El paciente irritable en pleno momento de enajenación con el conductor octogenario al que no consigue adelantar, escuchará una voz interior que le dice…

La mejor acción correctiva contra la ira es la postergación de la respuesta. Su primer asalto es duro, pero se debilitará con la espera.

Y seguramente se lo piense 2 veces antes de arremeter contra un ser inanimado, como lo es la impresora.

La ira es un ácido que hace más daño al recipiente que la almacena que al objeto sobre el que se vierte.

Séneca

Además, todos sabemos que…

Cuando la impresora no funciona, la realidad es que todo funciona con normalidad.

Zigor 😂

El paciente que lleva el estilo de vida al extremo necesita tomar conciencia de que hay determinados aspectos de la salud que escapan a nuestro control. Le gustará saber que son la dicotomía de control…

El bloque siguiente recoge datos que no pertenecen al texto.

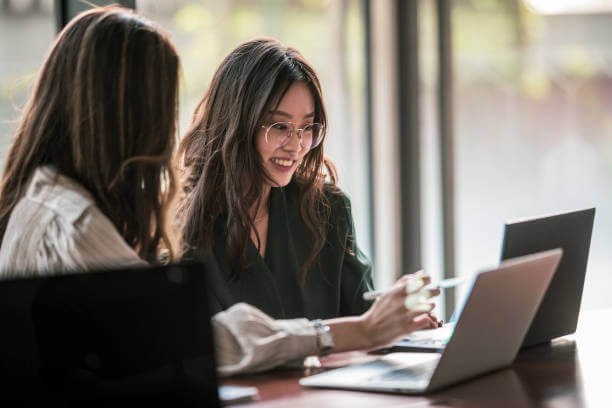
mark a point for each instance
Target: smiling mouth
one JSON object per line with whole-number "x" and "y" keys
{"x": 283, "y": 162}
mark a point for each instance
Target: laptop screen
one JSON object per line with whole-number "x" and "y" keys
{"x": 116, "y": 336}
{"x": 571, "y": 231}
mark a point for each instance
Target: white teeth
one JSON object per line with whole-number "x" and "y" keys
{"x": 281, "y": 162}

Señor, concedeme sererenidad para aceptar las cosas que no puedo cambiar, coraje para cambiar las que sí puedo, y sabiduría para discernir la diferencia.

… y el amor fati

Tuve un viaje muy próspero gracias a sufrir un naufragio.

Zenón

Zenón de Citio. Un naufragio le llevó a crear su propia escuela filosófica. Así nació el Estoicismo.

Curioso final, que nos lleva al principio de todo.


Quizás penséis que Invicto es otro mas de los miles de libros de autoayuda. Y quizás lo sea, pero en todo caso, es un libro de autoayuda que nos explica una filosofía de autoayuda que ha resistido el paso de 23 siglos y ha autoayudado a personalidades muy importantes a lo largo de la historia y que finalmente, ha plasmado su impronta en las modernas TCCs, que sí han demostrado ser eficaces. Incluso en formato de autoayuda (enlace).

Por eso creo que es un material de lectura y educación que encaja muy bien dentro de un programa general de RHC. INVICTO a los pacientes a que le echen un ojo. Estoy convencido de que algo le van a sacar. Y nada malo.

Pinchar sobre la imagen para acceder al programa.

Y recordad que el Estoicismo es solo un ideal y un modelo, una referencia que se puede perseguir en mayor o menor grado en función de los propios ideales, pero que no hay que pretender alcanzar. El verdadero hombre estoico es inalcanzable.

Dicho esto, recuerda que estas construyendo tu filosofía. Usa este programa como inspiración, pero realiza tu propia reflexión. Toma lo que resuene contigo y descarta lo que no.